La publicité : point noir de l’engagement des médias
Les médias déclarent aussi être engagés dans des stratégies de réduction de l’empreinte écologique de leurs pratiques, en restant attentifs à la consommation énergétique des bâtiments, aux modes de déplacement professionnels ou au bilan carbone du numérique. Toutefois, Pour un réveil écologique pointe un angle mort de ces efforts : la publicité.
« Cela ne sert pas à grand chose d’aller faire des interviews à vélo si l’article qui en ressort vante les mérites d’une entreprise basée sur la vente de SUV, ou pour vendre des encarts publicitaires au bénéfice desdits SUV. » En rappelant ainsi les ordres de grandeur, le rapport insiste sur la responsabilité des médias dans la promotion de produits jugés « écologiquement insoutenables ».

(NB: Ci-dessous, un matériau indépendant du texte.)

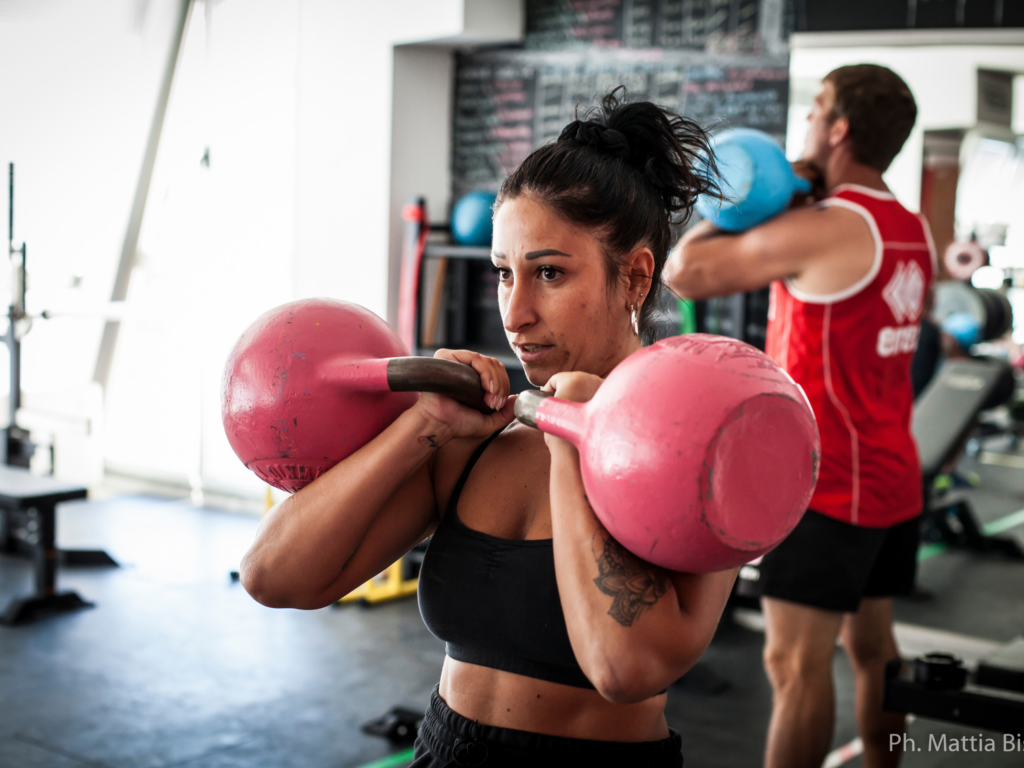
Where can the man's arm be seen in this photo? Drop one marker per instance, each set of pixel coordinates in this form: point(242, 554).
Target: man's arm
point(827, 248)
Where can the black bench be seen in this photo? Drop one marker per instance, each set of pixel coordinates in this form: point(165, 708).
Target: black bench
point(944, 416)
point(991, 697)
point(28, 523)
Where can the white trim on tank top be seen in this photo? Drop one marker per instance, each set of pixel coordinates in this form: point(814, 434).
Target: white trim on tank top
point(877, 194)
point(860, 285)
point(931, 245)
point(841, 408)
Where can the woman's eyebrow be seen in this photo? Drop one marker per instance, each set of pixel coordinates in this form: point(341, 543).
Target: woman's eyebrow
point(499, 256)
point(546, 252)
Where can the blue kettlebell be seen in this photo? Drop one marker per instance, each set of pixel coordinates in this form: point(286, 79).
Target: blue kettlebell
point(472, 218)
point(756, 179)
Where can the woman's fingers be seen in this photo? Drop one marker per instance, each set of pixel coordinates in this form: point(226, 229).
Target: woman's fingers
point(494, 377)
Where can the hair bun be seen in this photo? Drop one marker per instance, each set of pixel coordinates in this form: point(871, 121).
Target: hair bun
point(598, 135)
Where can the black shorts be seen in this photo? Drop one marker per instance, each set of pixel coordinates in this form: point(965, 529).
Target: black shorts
point(446, 738)
point(833, 565)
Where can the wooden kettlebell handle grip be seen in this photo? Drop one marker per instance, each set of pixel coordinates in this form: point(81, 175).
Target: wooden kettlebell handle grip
point(526, 404)
point(455, 380)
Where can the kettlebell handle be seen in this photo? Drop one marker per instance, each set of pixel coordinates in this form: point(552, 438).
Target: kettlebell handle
point(455, 380)
point(526, 404)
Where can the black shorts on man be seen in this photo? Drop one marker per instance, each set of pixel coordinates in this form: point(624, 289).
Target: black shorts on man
point(833, 565)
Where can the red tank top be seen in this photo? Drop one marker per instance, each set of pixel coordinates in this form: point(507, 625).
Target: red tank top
point(851, 352)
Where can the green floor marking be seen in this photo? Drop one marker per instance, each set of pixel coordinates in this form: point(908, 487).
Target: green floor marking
point(1004, 523)
point(392, 761)
point(927, 551)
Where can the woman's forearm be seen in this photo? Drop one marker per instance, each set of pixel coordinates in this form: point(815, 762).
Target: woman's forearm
point(303, 545)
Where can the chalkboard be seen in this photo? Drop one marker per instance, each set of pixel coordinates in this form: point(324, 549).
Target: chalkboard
point(697, 25)
point(509, 102)
point(828, 15)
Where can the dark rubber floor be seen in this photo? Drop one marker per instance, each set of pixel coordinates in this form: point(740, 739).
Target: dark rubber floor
point(178, 667)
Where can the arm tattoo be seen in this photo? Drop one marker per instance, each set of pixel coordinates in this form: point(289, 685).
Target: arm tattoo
point(634, 585)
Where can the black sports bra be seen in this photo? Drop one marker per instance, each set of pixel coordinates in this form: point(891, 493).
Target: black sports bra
point(495, 601)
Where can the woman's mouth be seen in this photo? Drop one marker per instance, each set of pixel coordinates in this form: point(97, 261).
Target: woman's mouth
point(532, 352)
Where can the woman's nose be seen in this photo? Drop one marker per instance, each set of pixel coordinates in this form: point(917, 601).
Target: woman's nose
point(518, 310)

Car à ce jour, aucun média interrogé n’envisage de limiter sa publicité à des critères environnementaux. Le collectif propose alors aux rédactions de quantifier l’impact carbone découlant de la promotion des produits dans les espaces publicitaires et d’intégrer cette donnée au bilan carbone des rédactions. La mesure permettrait de faire entrer la publicité dans la stratégie écologique des médias.